The biggest influence on what you’re going to get paid in any one single job is how much will you be paid in another job equally available to you? No, not what the job is “worth”, nor what some foreigner thinks it ought to pay.
Consider – there are barbers in Chennai, there are barbers in Chicago. They each do much the same job, cut men’s hair and ask them if they’d like anything for the weekend. The one in Chicago will be making perhaps ten times, possibly twenty, the one in Chennai.
Same job, same technology, same productivity, same output, one makes very much more than the other?
Because the alternative jobs are different. Our man in Chicago can go shoot beer runners in Feb 14th. Sure, a risky occupation but one that pays well. Our laddie in Chennai has the alternative of running a char stand at the station. Not such a lucrative means of deploying his labour. Given the difference in the returns to alternative employments they get different wages for doing the same thing.
Cue our Bangladeshi strikers:
Bangladesh strikes: thousands of garment workers clash with police over poor pay
Dozens of factories have closed after more than a week of protests in which one person has died
OK. Seeing conflict is always sad but OK, it’s happening.
Minimum wages for the lowest-paid garment workers rose by a little over 50% this month to 8,000 taka ($95) a month. But mid-level tailors said their rise was paltry and failed to reflect the rising costs of living, especially in housing.
It isn’t much, no. But it’s actually pretty good for that place and this time. A rickshaw driver might be getting 2,000 Tk a month. A high school teacher 9,000 plus free accommodation in the state sector, 18,000 in the private. Entry level minimum wages in the factories for someone just in off the fields of 8,000 aren’t that bad. That’s before training, overtime, benefits.

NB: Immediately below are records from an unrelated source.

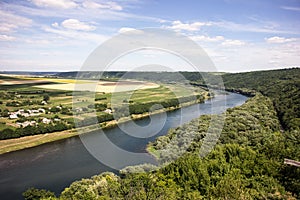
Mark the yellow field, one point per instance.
(100, 86)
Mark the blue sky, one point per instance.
(238, 35)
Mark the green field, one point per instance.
(28, 110)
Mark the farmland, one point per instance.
(34, 107)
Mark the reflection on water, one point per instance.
(55, 165)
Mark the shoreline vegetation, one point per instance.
(16, 144)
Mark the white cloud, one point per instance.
(233, 43)
(258, 27)
(178, 26)
(77, 36)
(279, 40)
(55, 24)
(62, 4)
(207, 38)
(5, 38)
(75, 24)
(291, 8)
(10, 22)
(107, 5)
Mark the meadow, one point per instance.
(33, 107)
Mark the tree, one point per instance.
(36, 194)
(46, 97)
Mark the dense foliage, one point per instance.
(247, 162)
(282, 86)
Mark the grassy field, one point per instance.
(27, 93)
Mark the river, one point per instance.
(55, 165)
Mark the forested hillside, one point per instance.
(282, 86)
(247, 162)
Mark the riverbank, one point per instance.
(25, 142)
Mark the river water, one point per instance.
(55, 165)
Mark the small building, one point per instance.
(46, 121)
(13, 116)
(109, 111)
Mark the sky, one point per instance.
(237, 35)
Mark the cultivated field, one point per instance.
(100, 86)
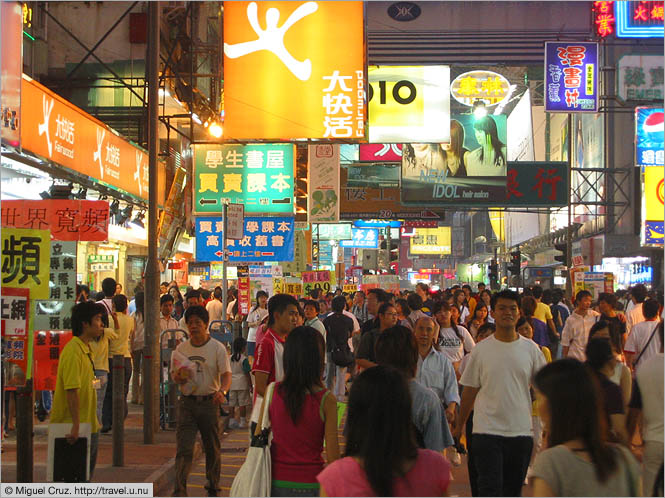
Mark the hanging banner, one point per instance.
(48, 346)
(55, 129)
(409, 104)
(25, 260)
(258, 176)
(15, 314)
(472, 171)
(11, 61)
(67, 219)
(649, 136)
(316, 58)
(653, 194)
(571, 77)
(264, 239)
(323, 198)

But despite their role in transforming the impoverished nation into a major manufacturing hub, garment workers remain some of the lowest paid in the world.

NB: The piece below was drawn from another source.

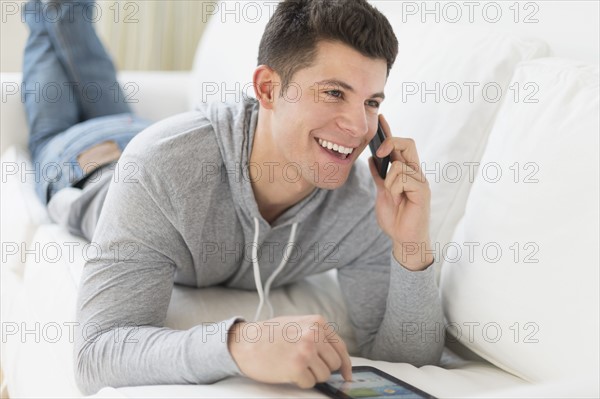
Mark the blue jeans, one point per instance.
(71, 95)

Well, yes, because most garment production is in places that are richer. Take it away Professor Krugman:
– Wages are determined in a national labor market: The basic Ricardian model envisages a single factor, labor, which can move freely between industries. When one tries to talk about trade with laymen, however, one at least sometimes realizes that they do not think about things that way at all. They think about steelworkers, textile workers, and so on; there is no such thing as a national labor market. It does not occur to them that the wages earned in one industry are largely determined by the wages similar workers are earning in other industries. This has several consequences. First, unless it is carefully explained, the standard demonstration of the gains from trade in a Ricardian model — workers can earn more by moving into the industries in which you have a comparative advantage — simply fails to register with lay intellectuals. Their picture is of aircraft workers gaining and textile workers losing, and the idea that it is useful even for the sake of argument to imagine that workers can move from one industry to the other is foreign to them. Second, the link between productivity and wages is thoroughly misunderstood. Non-economists typically think that wages should reflect productivity at the level of the individual company. So if Xerox manages to increase its productivity 20 percent, it should raise the wages it pays by the same amount; if overall manufacturing productivity has risen 30 percent, the real wages of manufacturing workers should have risen 30 percent, even if service productivity has been stagnant; if this doesn’t happen, it is a sign that something has gone wrong. In other words, my criticism of Michael Lind would baffle many non-economists.
Associated with this problem is the misunderstanding of what international trade should do to wage rates. It is a fact that some Bangladeshi apparel factories manage to achieve labor productivity close to half those of comparable installations in the United States, although overall Bangladeshi manufacturing productivity is probably only about 5 percent of the US level. Non-economists find it extremely disturbing and puzzling that wages in those productive factories are only 10 percent of US standards.
Finally, and most importantly, it is not obvious to non-economists that wages are endogenous. Someone like Goldsmith looks at Vietnam and asks, “what would happen if people who work for such low wages manage to achieve Western productivity?” The economist’s answer is, “if they achieve Western productivity, they will be paid Western wages” — as has in fact happened in Japan. But to the non-economist this conclusion is neither natural nor plausible. (And he is likely to offer those Bangladeshi factories as a counterexample, missing the distinction between factory-level and national-level productivity).
As Professor Krugman is far too polite to put it, wages in Bangladeshi garment factories are low because the rest of the Bangladeshi economy has crap productivity. Pity of course, but there it is.